Bye-bye Brexit ? (Le Cadet 65)

Il n’aura fallu qu’un week-end de la Toussaint pour que les Brexiters les plus intransigeants, ceux prêts à se sacrifier pour la cause jusqu’au dernier Écossais, opèrent un spectaculaire empannage au lendemain d’une interview du président américain, le temps de prendre la mesure de l’amitié toute philanthropique que portent à l’Angleterre ses anciens colonists : si elle ne rompt pas totalement avec le Vieux Continent, avertit Trump, elle trouvera porte close et devra se passer d’un accord de libre-échange. La révélation récente des exigences américaines – que le Royaume Uni mette tout sur la table des négociations y compris le système de santé – a de quoi faire réfléchir les plus américanophiles – et contrairement aux idées reçues, les sujets de Sa Majesté en comptent assez peu. Plus question de jouer l’UE contre les USA et de faire monter les enchères. Mais entre se faire tondre comme un mouton des Shetland et que mort s’ensuive, ouse faire dévorer immédiatement par le loup, Londres a choisi la leçon de Brassens, de mourir pour une idée mais de mort lente. Vive l’Europe quand même, un pied dedans un pied dehors certes, mais plus question de No Deal.

D’autant que tout comme l’Écosse n’a aucune envie de se retrouver de nouveau seule dans son face à face pluriséculaire avec la paix des Gallois et celle des rois d’Angleterre, comme chantait de son côté Sardou, de même aucun insulaire n’a intérêt à discuter avec Trump sans solution de repli, ni envie de voir pillés les derniers atouts qui restent d’un demi-siècle de désindustrialisation. Il y a la City, me direz-vous. Mais combien de temps tiendra-t-elle face au rouleau compresseur américain, et aux appétits d’ogre d’une puissance improductive qui se sait en déclin. Répétition, qui plus est, d’une situation déjà vécue : la dernière fois que l’Angleterre s’est trouvée seule, à l’été 1940, elle dut se dépouiller au titre du Cash & Carry de tout son or, de la plupart de ses actifs coloniaux et d’une partie de ses confettis impériaux, avant que l’Amérique ne consente à l’aider dans son combat contre le nazisme, après huit longs mois de palinodies et de dérobades. Les mémoires de Churchill en témoignent amèrement.
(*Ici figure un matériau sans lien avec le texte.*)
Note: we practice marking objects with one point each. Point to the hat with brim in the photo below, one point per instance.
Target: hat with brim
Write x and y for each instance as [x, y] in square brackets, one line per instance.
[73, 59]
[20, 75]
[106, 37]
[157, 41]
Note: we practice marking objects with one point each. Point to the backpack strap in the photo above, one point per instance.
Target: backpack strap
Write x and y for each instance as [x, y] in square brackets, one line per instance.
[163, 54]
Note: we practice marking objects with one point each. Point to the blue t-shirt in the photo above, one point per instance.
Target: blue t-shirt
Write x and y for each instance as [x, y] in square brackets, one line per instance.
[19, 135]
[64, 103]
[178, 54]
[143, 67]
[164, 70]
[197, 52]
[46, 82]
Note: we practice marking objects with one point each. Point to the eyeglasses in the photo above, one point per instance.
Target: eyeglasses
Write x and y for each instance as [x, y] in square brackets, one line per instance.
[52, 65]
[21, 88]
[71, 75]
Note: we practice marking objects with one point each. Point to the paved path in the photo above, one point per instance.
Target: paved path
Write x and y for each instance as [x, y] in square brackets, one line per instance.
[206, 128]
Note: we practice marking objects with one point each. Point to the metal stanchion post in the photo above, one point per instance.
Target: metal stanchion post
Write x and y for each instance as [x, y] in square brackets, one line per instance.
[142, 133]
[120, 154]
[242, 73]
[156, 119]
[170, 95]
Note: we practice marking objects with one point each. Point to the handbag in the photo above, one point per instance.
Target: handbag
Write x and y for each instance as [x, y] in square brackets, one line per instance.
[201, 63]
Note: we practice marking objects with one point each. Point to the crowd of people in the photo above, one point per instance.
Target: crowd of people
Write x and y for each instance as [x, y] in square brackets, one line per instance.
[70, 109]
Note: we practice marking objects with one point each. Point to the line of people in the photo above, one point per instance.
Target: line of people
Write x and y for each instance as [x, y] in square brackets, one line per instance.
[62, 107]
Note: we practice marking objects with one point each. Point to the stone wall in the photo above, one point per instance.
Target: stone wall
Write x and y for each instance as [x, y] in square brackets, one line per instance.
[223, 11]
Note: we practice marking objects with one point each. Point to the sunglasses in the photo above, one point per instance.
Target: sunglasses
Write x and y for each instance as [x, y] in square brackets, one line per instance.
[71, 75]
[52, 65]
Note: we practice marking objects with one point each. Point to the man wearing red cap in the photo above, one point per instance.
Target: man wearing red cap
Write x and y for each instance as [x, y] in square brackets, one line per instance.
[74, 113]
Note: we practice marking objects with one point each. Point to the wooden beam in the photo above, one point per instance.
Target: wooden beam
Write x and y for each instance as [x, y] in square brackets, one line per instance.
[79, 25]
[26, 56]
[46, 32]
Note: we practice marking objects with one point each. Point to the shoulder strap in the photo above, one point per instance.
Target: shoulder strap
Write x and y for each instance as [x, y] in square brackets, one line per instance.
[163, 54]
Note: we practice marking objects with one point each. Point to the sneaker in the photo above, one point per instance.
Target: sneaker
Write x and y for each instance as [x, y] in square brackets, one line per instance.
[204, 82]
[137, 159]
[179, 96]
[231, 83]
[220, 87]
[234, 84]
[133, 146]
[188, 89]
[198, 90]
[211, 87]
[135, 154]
Mais mauvais calcul également pour l’Amérique : à quoi, une fois quelle serait ravalée non pas simplement au rang de 51ème état mais à celui de 14ème colonie, pourrait bien lui servir la vieille Angleterre ? Les États-Unis ont d’autres affidés sur le continent surtout dans sa partie orientale, dans ces marches toujours dans la soumission à l’empire, qu’il souffle du Levant ou du Ponant. Ils n’ont pas davantage besoin de chevaux de Troie pour couler nos entreprises et siphonner nos brevets, Alstom hier, Latécoère demain. De leur côté les Anglais tiennent autant à leur Fish & Chips que les Écossais à leur panse de brebis farcie, et ni les uns ni les autres ne sont disposés à troquer nos bœufs de Salers contre du poulet chloré de Virginie. Le Grand Large n’est pas pour demain.